DEEP HOLES: Trade and Industry Minister Rob Davies said despite a fuel price decrease, indebtedness had risen. Reckless lending was part of the problem. Photo: Leon Nicholas DEEP HOLES: Trade and Industry Minister Rob Davies said despite a fuel price decrease, indebtedness had risen. Reckless lending was part of the problem. Photo: Leon Nicholas
Nicolette Dirk
THE increase in over-indebted consumers has become a serious concern the Department of Trade and Industry (DTI) aims to tackle head on.
During his address at the Barclays Consumer Conference yesterday in Cape Town, Trade and Industry Minister Rob Davies said despite a notable fuel price decrease last month, a significant number of South Africans remained over-indebted.
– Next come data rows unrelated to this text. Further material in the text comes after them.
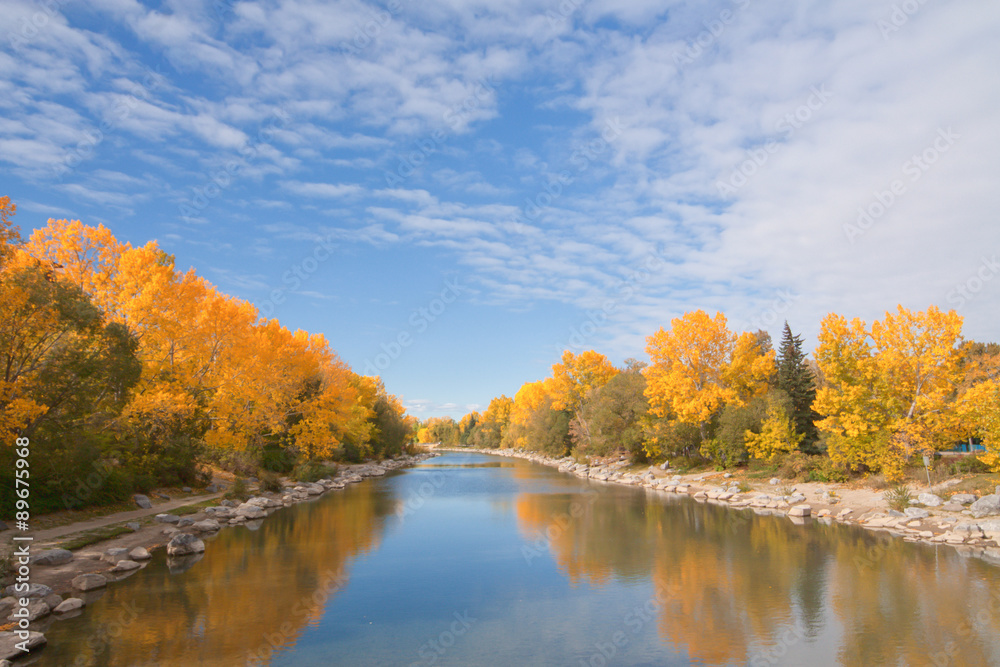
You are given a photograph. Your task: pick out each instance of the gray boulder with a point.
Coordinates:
(88, 582)
(929, 500)
(10, 640)
(986, 506)
(125, 566)
(67, 605)
(250, 512)
(36, 609)
(184, 544)
(139, 553)
(33, 591)
(206, 526)
(52, 557)
(916, 513)
(114, 555)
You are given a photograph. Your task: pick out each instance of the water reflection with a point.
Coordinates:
(252, 594)
(732, 587)
(555, 570)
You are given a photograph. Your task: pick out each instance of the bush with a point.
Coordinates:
(311, 471)
(240, 491)
(277, 459)
(967, 465)
(270, 481)
(898, 497)
(825, 470)
(795, 465)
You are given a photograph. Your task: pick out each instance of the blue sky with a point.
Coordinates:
(468, 187)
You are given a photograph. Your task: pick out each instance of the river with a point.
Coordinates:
(470, 559)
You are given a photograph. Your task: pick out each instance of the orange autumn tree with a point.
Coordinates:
(573, 380)
(209, 358)
(529, 400)
(890, 388)
(698, 366)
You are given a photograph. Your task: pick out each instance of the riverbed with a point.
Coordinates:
(469, 559)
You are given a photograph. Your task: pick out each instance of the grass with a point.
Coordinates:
(898, 497)
(93, 537)
(193, 508)
(979, 485)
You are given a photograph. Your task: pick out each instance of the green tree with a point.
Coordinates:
(613, 415)
(796, 379)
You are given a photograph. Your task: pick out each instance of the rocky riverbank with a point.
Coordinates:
(961, 520)
(63, 582)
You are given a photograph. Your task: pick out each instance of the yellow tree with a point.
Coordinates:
(777, 435)
(699, 365)
(980, 411)
(889, 389)
(492, 428)
(531, 397)
(574, 378)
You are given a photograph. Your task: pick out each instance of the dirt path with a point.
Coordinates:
(42, 537)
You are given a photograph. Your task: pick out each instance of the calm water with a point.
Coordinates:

“Consumers are lured into taking more credit through misleading adverts that prey on desperate and vulnerable poor people. These challenges must be confronted head on through various strategies, including the implementation of various regulatory reforms,” he said.
Davies said DTI’s research showed some credit providers were either not doing affordability tests at all, or not doing them properly.
To address the problem of over-indebtedness, government developed an affordability assessment regulation to provide more rigid rules for credit providers.
The regulation was to be implemented on March 13, but Davies’ department suspended it until September 13.
DTI’s director of credit law and policy Siphamandla Kukani said credit providers approached the department to ask for more time because their IT systems were not yet compliant with the new assessment structure.
The DTI, along with the National Credit Regulator (NCR), agreed to give a further six-month extension before enforcing the process.
Kukani said by September 14 the regulation will be implemented. During the six-month window period, he said, the DTI and the NCR would monitor credit providers to prevent any reckless lending.
In the past there was no standard procedure when it came to assessing consumers’ ability to borrow money.
“There was no proper disclosure required of a consumer’s ability to pay back a loan because not enough questions were asked before it was approved. Reckless lending was also one of the problems when it came to borrowing.”
With the new regulation the NCR can investigate such cases and refer them to the National Consumer Tribunal instead of having to go to court.
Debt Counsellors Association of South Africa (DCASA) president Paul Slot said there were currently no fewer than 10 million people battling to repay loans.
DebtBusters chairman Ian Wason added that currently 1.1 million South Africans made high interest loans.